In Kansas City, Kansas, a federal judge ordered Wednesday, the Dow Chemical Company to pay $ 120 million price-fixing case involving chemicals used to make the foam products in the automotive, furniture and packaging, according to court documents.
Dow-Chemical
Dow Jones index is a class action in 2005, one of the defendants accused had conspired polyurethane chemical products prices of several chemical companies, but it is the only defendant is not resolved.
In January this year, the Dow to go on trial in Kansas City and made ??a $ 400 million judgment in February, a federal jury, chemical companies conspired to fix the prices urethane.
On Wednesday, U.S. District Judge John W. Lungstrum deny the Dow to overturn this ruling and U.S. $ 4,000,000 in compensation, according to the antitrust laws in the United States three times, so that the whole of the Dow to pay $ 120 million U.S. dollars.
David Bernick, Dow’s lawyer, said he appealed the verdict and said fixed price calculated by an expert statistical formula is not reliable.
“Dow is looking forward to the pursuit of these and other back in its grounds of appeal,” Dow spokesman said at a news conference. “Dow has consistently denied the plaintiff’s allegations of price-fixing.”
Joe Goldberg, plaintiffs’ lawyers said he was pleased with the judge.
The jury found that the conspiracy caused damage of about $ 400 million to thousands of businesses across the United States, “Goldberg said.
The case of the other defendants have settled. In 2006, Bayer agreed to pay $ 55 million. The Huntsman International Co., Ltd. agreed to pay $ 33 million in 2011, BASF agreed to pay $ 51 million. No company admitted any wrongdoing in the process of resolving.

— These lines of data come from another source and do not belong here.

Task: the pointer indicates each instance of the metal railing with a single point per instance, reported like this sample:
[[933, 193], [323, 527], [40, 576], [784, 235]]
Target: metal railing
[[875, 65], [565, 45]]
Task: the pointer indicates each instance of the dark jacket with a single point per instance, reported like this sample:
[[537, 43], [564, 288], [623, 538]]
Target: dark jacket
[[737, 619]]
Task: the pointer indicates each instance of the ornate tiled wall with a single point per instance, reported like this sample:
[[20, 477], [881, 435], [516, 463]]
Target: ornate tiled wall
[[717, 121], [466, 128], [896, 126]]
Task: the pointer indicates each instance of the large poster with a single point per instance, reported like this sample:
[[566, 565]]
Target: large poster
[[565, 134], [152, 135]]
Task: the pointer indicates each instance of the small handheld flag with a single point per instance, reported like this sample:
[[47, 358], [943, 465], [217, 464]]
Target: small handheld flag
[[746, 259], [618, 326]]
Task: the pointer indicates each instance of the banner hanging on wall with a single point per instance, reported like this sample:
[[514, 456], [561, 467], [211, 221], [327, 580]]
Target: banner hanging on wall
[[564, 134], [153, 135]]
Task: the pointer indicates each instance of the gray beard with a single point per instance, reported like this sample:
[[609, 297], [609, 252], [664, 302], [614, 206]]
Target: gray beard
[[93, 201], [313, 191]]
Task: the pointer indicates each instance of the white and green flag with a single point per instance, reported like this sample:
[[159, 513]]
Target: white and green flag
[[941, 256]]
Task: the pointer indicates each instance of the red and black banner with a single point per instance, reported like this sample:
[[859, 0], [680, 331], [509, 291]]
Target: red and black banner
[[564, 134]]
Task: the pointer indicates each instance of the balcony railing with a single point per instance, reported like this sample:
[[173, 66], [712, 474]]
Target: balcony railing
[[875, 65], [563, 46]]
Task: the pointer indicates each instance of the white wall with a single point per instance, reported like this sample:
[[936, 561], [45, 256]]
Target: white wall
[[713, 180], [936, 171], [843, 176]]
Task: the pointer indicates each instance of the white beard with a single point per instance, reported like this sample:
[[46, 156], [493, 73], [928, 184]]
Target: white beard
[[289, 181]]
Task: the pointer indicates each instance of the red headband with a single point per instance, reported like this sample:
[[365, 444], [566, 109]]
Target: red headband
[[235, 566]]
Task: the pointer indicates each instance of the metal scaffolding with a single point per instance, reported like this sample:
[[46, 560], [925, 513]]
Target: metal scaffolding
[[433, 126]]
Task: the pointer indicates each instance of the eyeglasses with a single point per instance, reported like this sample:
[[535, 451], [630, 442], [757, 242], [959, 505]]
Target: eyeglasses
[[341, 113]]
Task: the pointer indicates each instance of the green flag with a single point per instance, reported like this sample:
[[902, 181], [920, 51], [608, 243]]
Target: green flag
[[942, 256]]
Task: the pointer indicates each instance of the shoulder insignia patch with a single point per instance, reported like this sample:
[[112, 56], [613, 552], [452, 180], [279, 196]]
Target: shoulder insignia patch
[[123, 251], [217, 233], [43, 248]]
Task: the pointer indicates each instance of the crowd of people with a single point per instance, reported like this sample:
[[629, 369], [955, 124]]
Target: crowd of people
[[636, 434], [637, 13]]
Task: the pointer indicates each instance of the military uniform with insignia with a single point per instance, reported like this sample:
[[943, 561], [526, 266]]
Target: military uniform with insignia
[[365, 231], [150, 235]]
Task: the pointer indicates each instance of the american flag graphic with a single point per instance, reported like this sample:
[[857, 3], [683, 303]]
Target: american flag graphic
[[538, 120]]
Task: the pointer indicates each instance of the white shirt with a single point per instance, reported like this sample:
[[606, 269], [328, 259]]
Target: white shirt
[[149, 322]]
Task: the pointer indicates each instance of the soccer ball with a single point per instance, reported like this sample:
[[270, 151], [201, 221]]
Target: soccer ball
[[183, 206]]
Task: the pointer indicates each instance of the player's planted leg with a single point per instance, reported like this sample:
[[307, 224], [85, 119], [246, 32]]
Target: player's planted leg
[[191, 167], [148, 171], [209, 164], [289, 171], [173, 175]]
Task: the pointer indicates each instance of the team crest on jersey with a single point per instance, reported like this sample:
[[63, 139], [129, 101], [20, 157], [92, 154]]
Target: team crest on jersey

The case is in re-polyurethane antitrust litigation, U.S. District Court, District of Kansas,04-MD-01616.
Dow Chemical Co. was ordered by a federal judge to pay a $1.2 billion judgment in a urethane price-fixing case after losing its bid to undo a jury’s verdict that it colluded with competitors.
U.S. District Judge John W. Lungstrum in Kansas City, Kan., on Wednesday rejected Dow Chemical’s request to overturn the $400 million February jury verdict. Lungstrum tripled the damages under U.S. antitrust law, making the award the biggest U.S. verdict this year. Dow said it would appeal.
Lungstrum rejected the company’s challenge to the verdict on grounds that the purchaser plaintiffs alleged a conspiracy spanning from 1999 to 2003 and were unable to prove its existence before November 2000.
“The absurdity of its premise – that Dow could escape liability for an illegal antitrust conspiracy because plaintiffs alleged a longer conspiracy than found by the jury — convinces the court that it should not create new law by adopting Dow’s position,” the judge said in a 30-page ruling.
The case started in 2005 with allegations that Dow plotted with BASF SE, Huntsman International LLC and Lyondell Chemical Co. in violation of federal law. Only Dow didn’t settle.
At the heart of the suit were urethane-based products used in the automotive, construction, appliance and furniture industries.
Dow denied the price-fixing allegations, maintaining there were legitimate business reasons for the evidence the plaintiffs cited as proof of their claims.
“Dow will appeal the judgment entered against it,” said Rebecca Bentley, a spokeswoman for the Midland, Mich., company. “We believe that the jury’s findings required that judgment should have been entered in Dow’s favor.”
A U.S. Justice Department investigation of the matter was closed in 2007 with no charges being filed, Bentley said.